Вид у моего переводчика такой растерянный, что я спешу его успокоить:
— Все хорошо, Леннарт! Я просто пыталась разглядеть в ваших глазах непокой вашего же моря.
— А! — кажется, он нисколько не удивлен. Цепляет очки и смотрит на меня уже уверенней. — В детстве я мечтал стать моряком. Как это? Отважным. Да. Но я все время болел и болел… Мне приходилось только читать о море. Меня не приняли бы учиться. Потом сам начал сочинять стихи.
— Надеюсь, сейчас вы пишете не только о море?
Это заставляет его наконец рассмеяться. Смех у него негромкий и точно вопросительный, как будто он одновременно спрашивает разрешения на то, чтобы выпустить его в мир. Стоит поразмыслить над тем, что в этом сквозит — закомплексованность или тактичность? И есть ли в этих проявлениях принципиальная разница…
Он отвечает уже после того, как нам приносят по чашечке кофе, и я с наслаждением отпиваю горячего лекарства для моей головы, которая просто раскалывается с утра. Обычно я ползу на кухню сразу, как просыпаюсь, но сегодня все сложилось по-другому, поэтому головная боль уже спрессовалась чугунной болванкой, и я начинаю подумывать, что понадобиться не одна чашка кофе, чтобы ее растворить.
Помнишь, как мы пили с тобой кофе в парижском кафе? Мы сбежали в этот город от твоей семьи, от моей независимости, запрещавшей оставлять тебя на ночь, от всего, что существовало вне любви… В Париж печальных мелодий и целой плеяды любимых писателей, импрессионистов и Эдуарда Кортеса.
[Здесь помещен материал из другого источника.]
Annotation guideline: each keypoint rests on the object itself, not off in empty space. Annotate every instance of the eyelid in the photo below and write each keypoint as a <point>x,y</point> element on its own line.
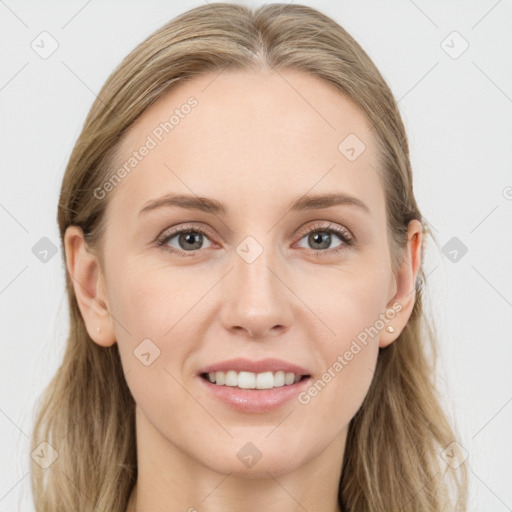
<point>338,229</point>
<point>343,233</point>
Нам необходимо было увидеть прочитанное и услышанное, вдохнуть воздуха его бульваров, его реки…
Иногда мы, уже ошалевшие от любви и прогулок, сидели вечером в маленьком кафе, пошел дождь, и на столиках зажглись теплые лампы, то увидели, как по темным стеклам заскользили тени, узкие, длинные, нарисованные курсивом — наискосок. Тогда ты сказал, что только теперь понял, почему Париж называют городом теней.
В тот вечер мы еще не знали, что через три месяца ты присоединишься к этому призрачному сонму.
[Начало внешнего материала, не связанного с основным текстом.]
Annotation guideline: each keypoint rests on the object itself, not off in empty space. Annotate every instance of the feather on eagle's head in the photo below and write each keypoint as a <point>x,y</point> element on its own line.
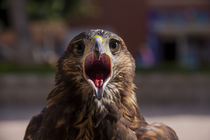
<point>97,60</point>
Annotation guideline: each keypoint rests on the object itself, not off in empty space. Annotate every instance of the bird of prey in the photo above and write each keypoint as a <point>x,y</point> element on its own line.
<point>93,97</point>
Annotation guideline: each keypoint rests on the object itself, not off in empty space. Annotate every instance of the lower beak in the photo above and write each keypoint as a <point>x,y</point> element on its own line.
<point>97,71</point>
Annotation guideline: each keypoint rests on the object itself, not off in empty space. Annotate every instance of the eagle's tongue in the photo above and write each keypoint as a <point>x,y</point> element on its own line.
<point>99,80</point>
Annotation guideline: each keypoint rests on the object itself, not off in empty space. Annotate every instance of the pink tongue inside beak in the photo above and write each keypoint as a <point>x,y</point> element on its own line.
<point>99,80</point>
Кофе кажется мне вкусным до невозможности, я даже постанываю, отпивая. Но растягивать удовольствие — выше моих сил, я выпиваю его почти залпом, больше наслаждаясь тем, как проясняется в голове.
Между тем Леннарт признается:
— Теперь я совсем не пишу о море.
— Почему? — вырывается у меня.
И хотя я сразу же без его подсказки понимаю, что юношеские мечты, все до одной несбывшиеся, остались в прошлом, и той с трудом сдерживаемой страсти, которой дышала любимая стихия, он так и не нашел в жизни, я все же выслушиваю его путаные рассуждения о том, почему от первой любви пришлось отказаться. То, чем ты не смог жить, часто пытаешься изобразить смешным, лишь бы не оплакивать постоянно. В этом чувствуется привкус предательства, однако в этом же и спасение — от депрессии, от образовавшейся пустоты.
Но Леннарт вовсе не высмеивает свое детство, он смотрит на меня так серьезно, что мне становится жалко его до слез — такого невероятно настоящего, такого преданного самому главному в себе. И опять замираю от холодка, окольцевавшего сердце: а вдруг это было бы не так уж и страшно — иметь вот такого сына, которого любила бы до безумия, и гордилась бы до одури, и боялась бы за него до маниакальной дрожи?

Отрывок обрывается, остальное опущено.